A 32-year-old Norco woman who abused and allowed her 17-month-old daughter to ingest a fatal dose of fentanyl was bound for state prison today to serve a sentence of 15 years to life behind bars.
Jennifer Johanna Allen pleaded guilty Thursday to second-degree murder for the death of her daughter, identified in court documents only as "J.A."
Allen admitted the murder count under a plea agreement with the Riverside County District Attorney's Office. In exchange for her admission, prosecutors dropped a child cruelty count against the defendant, as well as a sentence-enhancing great bodily injury allegation.
During a hearing at the Riverside Hall of Justice, Superior Court Judge Matthew Perantoni certified the terms of the plea deal and imposed the sentence stipulated by law.
According to sheriff's Sgt. Steve Brosche, patrol deputies were called to Allen's home in the 100 block of Eighth Street, near Crestview Drive, on the afternoon of May 9 to investigate reports of a child in medical distress.
Brosche said deputies found J.A. unconscious and unresponsive. Efforts by county fire paramedics to resuscitate the baby girl failed.
"During the course of the investigation, evidence was obtained showing fentanyl played a role in the juvenile's death,'' the sergeant said.

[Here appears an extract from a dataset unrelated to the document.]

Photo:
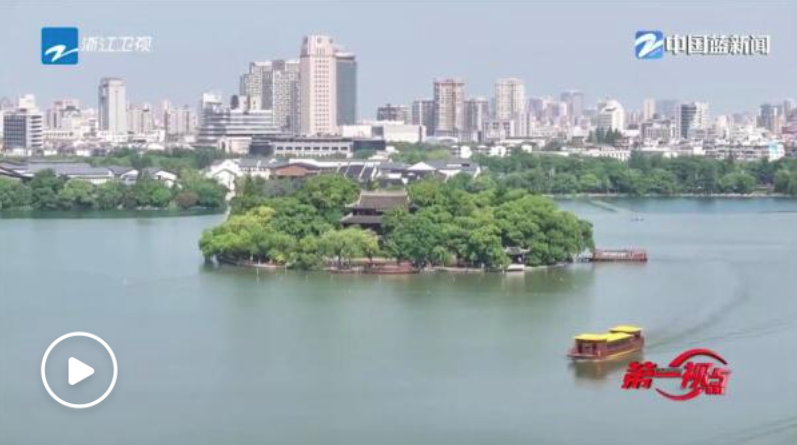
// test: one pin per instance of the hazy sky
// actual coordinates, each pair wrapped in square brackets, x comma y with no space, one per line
[402,46]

Allen was taken into custody without incident.
She had no documented prior felony convictions in Riverside County.
According to public safety officials, there were 503 confirmed fentanyl-related fatalities countywide last year, compared to just under 400 in 2021, a 200-fold increase from 2016, when there were only two.
Fentanyl is manufactured in overseas labs, according to the U.S. Drug Enforcement Administration, which says the synthetic opioid is smuggled across the U.S.-Mexico border by cartels. The drug is 80-100 times more potent than morphine and can be mixed into any number of street narcotics and prescription drugs, without a user knowing what he or she is consuming. Ingestion of only two milligrams can be fatal.
Fentanyl is now the leading cause of death for Americans between 18 and 45 years old.